FERC revises rules to help bring renewables onto the grid
It marks a departure from the current practice of setting transmission schedules in one-hour blocks, which can make it more difficult to prepare for when the sun hides behind clouds or the wind stops blowing. Transmission companies will now be able to set their schedules in 15-minute blocks.
The final rule, which will take effect one year after its publication in the Federal Register, was approved this morning by a 3-1 vote. FERC Chairman Jon Wellinghoff said the step will make it cheaper to deploy renewables, which will need to be brought onto the grid in any case to meet the portfolio standards in many states.
“Variable energy resources make up an increasing share of new capacity coming online,” he said. “This final rule eliminates undue burdens on these resources and will help transmission providers and their customers effectively manage the costs of integration.”
The dissenting vote came from Commissioner Cheryl LaFleur, who said she supported most of the changes but had “narrow” concerns that it would be hard for regional grid authorities to show that they meet the requirements of the new rules.
In a change from the 2010 proposal, today’s final rule will spare regions of the country from the 15-minute scheduling requirement if they can demonstrate that a new and different policy will serve the same purpose. LaFleur said the commission hasn’t explained why the existing efforts aren’t good enough.
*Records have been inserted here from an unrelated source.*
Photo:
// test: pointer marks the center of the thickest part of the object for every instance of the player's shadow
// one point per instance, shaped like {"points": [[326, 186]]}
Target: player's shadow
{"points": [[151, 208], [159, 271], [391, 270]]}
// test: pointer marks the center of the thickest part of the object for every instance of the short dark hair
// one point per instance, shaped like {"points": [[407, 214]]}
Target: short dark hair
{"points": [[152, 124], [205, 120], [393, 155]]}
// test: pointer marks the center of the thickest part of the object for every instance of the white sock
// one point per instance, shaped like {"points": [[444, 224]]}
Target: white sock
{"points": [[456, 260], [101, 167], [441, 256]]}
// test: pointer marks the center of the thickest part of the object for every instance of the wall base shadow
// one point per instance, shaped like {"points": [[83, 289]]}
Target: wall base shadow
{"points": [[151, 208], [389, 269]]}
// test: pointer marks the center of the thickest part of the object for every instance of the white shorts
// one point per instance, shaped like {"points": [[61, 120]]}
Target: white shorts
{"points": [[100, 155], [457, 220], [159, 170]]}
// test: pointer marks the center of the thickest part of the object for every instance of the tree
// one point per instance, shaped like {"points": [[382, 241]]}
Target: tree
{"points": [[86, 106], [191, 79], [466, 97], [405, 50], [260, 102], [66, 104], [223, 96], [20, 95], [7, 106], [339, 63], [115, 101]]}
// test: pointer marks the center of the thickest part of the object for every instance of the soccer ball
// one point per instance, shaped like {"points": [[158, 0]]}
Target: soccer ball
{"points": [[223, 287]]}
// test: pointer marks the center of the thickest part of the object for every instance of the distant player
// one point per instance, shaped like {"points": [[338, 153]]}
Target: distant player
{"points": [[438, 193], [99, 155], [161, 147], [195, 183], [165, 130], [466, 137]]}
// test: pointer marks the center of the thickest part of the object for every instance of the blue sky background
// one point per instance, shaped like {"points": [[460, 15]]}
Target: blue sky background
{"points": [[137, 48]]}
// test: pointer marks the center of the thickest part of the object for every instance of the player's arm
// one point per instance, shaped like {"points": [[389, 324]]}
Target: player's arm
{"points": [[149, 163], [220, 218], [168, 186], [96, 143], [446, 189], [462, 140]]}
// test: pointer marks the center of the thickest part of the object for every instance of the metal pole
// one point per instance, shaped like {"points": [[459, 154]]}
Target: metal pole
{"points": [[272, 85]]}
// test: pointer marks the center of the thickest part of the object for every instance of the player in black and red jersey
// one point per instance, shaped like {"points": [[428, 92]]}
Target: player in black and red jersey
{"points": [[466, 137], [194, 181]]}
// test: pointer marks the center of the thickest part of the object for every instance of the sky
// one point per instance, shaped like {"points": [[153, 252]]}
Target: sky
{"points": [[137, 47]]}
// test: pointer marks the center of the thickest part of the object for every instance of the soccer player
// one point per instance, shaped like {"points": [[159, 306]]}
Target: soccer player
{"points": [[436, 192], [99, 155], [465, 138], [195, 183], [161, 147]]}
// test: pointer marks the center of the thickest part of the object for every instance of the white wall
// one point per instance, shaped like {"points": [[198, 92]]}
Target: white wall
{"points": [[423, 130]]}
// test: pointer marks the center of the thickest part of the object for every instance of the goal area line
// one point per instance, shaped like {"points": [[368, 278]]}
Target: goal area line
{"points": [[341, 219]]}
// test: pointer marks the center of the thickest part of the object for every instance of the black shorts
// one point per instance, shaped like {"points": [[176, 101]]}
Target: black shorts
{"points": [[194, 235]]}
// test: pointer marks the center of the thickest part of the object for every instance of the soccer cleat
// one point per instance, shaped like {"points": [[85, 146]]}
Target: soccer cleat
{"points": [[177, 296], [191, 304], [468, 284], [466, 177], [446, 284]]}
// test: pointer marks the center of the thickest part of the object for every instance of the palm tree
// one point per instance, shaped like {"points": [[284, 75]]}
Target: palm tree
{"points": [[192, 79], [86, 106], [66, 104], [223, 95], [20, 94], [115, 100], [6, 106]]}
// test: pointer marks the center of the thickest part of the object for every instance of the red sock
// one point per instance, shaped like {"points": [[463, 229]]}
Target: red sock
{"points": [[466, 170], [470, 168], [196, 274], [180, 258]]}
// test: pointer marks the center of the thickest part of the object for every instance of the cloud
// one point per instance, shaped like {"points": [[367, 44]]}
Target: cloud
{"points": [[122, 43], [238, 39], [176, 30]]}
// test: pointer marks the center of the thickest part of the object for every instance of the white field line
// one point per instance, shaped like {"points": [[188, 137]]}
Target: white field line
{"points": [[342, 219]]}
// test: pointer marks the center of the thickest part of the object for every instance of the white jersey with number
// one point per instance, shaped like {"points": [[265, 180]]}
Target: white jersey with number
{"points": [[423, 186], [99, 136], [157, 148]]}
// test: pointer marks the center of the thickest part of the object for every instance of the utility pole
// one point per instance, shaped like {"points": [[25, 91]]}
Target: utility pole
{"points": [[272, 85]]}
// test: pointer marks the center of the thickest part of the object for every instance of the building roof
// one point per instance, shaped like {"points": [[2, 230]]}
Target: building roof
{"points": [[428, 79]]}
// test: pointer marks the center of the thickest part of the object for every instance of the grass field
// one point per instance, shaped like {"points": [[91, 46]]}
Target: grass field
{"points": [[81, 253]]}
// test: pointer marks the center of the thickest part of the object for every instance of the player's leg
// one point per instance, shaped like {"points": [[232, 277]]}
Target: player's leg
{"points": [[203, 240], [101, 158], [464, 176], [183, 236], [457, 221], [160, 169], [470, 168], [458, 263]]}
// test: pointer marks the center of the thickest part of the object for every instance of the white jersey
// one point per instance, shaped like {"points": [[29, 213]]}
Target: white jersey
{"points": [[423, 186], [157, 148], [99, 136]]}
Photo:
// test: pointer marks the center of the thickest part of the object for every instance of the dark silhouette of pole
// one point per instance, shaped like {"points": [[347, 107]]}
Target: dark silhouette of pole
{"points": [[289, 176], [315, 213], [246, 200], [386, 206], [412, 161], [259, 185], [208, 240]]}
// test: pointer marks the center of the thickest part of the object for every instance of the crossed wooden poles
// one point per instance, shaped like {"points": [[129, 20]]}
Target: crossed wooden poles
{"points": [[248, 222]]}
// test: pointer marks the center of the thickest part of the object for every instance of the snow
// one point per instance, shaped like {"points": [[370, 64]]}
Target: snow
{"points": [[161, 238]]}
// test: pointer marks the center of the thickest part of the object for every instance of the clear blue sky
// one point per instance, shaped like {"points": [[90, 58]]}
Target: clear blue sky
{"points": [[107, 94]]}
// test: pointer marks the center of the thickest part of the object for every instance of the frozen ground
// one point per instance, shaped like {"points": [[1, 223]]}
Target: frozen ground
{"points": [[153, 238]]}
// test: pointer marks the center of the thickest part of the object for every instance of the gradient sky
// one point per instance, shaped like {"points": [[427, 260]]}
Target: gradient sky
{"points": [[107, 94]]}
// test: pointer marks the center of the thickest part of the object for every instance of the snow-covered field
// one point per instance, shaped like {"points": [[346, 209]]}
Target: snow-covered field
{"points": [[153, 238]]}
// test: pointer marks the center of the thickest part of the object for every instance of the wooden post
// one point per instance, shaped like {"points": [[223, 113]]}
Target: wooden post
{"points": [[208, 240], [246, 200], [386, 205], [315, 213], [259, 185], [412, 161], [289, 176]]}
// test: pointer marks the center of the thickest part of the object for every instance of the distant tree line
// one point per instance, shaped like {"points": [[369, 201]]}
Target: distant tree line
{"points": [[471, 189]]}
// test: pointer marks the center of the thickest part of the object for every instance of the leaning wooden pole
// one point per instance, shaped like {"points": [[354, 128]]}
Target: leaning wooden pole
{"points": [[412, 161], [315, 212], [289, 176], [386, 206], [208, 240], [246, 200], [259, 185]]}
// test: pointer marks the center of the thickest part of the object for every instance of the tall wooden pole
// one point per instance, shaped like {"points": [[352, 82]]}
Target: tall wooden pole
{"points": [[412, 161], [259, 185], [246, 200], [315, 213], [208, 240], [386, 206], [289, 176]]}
“It’s very important that we not give any possible appearance in any of our rules that we’re leveraging our authority to achieve a predetermined result, but rather that we be flexible to other ways to meet the objectives that we set forth,” LaFleur said.
The wind industry welcomed the rule but said it doesn’t go far enough. Beyond the changes to scheduling, FERC could be telling grid authorities to dispatch electricity sources in 15-minute intervals, the American Wind Energy Association said in a statement.
“There is still much work to be done before we have a power system that is truly efficient and does not discriminate against renewable energy resources,” said Rob Gramlich, the group’s senior vice president for public policy, in a statement.
‘Bulk electric system’
The commission also proposed today to accept a new definition of the “bulk electric system” — a change that will decide which transmission lines and facilities must follow mandatory reliability standards.
In line with the advice of the North American Electric Reliability Corp., today’s proposal sets a strict threshold of 100 kilovolts, rather than giving regional grid overseers authority to choose what should count as part of the bulk electric system. It includes a list of exemptions to that threshold.
The proposal passed on a unanimous vote, with commissioners saying it would clear up inconsistencies on the power grid in different parts of the country.
Commissioner Philip Moeller said last September’s blackout in Southern California should be a wakeup call. Facilities handling less than 100 kV played a role in the outage after the failure of a high-voltage transmission line connecting Arizona and San Diego, FERC and NERC said last month (E&ENews PM, May 1).
“There were a variety of causes of that event, but sub-100 kV facilities played a significant role in blacking out 7 million people,” Moeller said. “It’s critical to recognize that the bulk electric system … is interconnected in a way that even sub-100 kV facilities can impact millions of people, and we can’t have a repeat of that event.”